A investigação teve início em 2006, desde quando foram feitas todas as orientações possíveis à empresa, várias vezes advertida. Recentemente realizou-se reunião para tentativa de firmar termo de ajustamento de conduta, mas não se chegou a acordo. A última vistoria foi realizada em dezembro passado, pelo Ministério Público e Vigilâncias Sanitárias Municipal e Estadual, oportunidade em que foram constatadas várias irregularidades não sanadas.
O local não possui alvará do Corpo de Bombeiros, alvará de funcionamento da Prefeitura, nem alvará da Vigilência Sanitária. O gatil está interditado, as telhas dos canis e baias não promovem o necessário isolamento térmico, vários canis não possuem solário.

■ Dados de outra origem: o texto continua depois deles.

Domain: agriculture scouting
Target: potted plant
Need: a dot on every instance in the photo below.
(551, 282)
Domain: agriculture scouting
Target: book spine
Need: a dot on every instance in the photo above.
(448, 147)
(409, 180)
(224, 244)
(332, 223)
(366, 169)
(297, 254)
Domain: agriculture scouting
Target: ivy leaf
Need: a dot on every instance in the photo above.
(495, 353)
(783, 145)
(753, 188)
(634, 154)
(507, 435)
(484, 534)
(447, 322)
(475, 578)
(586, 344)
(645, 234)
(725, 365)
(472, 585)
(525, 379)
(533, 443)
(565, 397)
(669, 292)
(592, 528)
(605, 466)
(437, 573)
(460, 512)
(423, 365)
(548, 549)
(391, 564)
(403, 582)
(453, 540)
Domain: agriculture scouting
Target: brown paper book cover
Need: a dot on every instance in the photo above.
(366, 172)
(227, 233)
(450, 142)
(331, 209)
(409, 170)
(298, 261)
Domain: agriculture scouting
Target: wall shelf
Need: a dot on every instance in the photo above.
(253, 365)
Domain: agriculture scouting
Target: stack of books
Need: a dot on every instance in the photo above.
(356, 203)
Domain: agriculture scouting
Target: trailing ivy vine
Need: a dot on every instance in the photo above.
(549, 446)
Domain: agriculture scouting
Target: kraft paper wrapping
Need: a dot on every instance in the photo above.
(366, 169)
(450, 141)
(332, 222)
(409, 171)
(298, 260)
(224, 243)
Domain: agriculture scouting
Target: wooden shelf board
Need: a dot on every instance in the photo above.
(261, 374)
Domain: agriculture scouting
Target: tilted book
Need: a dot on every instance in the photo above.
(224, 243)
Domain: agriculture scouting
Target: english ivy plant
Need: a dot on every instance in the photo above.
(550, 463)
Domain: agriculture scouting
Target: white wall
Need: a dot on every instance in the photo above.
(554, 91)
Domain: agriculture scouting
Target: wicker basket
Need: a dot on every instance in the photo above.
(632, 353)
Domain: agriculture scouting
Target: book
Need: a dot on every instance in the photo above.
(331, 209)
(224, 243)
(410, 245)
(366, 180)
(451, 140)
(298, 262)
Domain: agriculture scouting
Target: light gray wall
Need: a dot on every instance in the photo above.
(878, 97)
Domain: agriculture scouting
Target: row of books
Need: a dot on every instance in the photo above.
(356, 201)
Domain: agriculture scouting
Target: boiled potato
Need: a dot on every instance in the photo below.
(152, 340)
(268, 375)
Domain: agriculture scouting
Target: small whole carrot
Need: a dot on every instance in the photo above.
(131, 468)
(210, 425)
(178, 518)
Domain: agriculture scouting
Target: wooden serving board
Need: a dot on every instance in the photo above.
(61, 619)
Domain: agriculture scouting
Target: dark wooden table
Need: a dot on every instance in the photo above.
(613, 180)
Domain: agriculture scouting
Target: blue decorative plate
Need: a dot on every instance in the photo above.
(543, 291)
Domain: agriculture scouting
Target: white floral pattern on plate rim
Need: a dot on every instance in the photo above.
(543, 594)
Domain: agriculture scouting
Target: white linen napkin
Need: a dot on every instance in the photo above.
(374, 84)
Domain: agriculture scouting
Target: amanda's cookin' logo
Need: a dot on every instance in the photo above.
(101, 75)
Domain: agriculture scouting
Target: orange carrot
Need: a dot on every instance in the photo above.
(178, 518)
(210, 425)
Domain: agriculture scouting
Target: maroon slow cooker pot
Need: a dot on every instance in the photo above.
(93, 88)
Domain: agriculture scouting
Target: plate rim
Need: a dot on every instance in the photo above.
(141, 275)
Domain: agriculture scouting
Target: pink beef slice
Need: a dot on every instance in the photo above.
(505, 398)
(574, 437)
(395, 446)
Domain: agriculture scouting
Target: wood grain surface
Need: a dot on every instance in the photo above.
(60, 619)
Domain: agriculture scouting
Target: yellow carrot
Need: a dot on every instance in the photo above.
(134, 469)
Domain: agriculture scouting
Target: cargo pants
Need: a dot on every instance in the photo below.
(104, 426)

O Juiz da 1ª Vara Cível de Itapevi determinou que a empresa, no prazo de 60 (sessenta) dias, providencie a completa regularização do seu estabelecimento, com a conseqüente obtenção das autorizações da Prefeitura Municipal, da Vigilância Sanitária Municipal e do Corpo de Bombeiros, incluindo a regularização do gatil e das telhas para a cobertura dos canis, sob pena de multa diária de R$ 2.000,00 (dois mil reais), contada a partir do término do aludido prazo. Veja a decisão.
O Município de Itapevi vai ser notificado para que, querendo, intervenha na ação civil pública.
A Prefeitura ainda terá que tomar as providências necessárias com relação ao contrato, uma vez que o próprio Juiz sinalizou a existência de violação do acordo.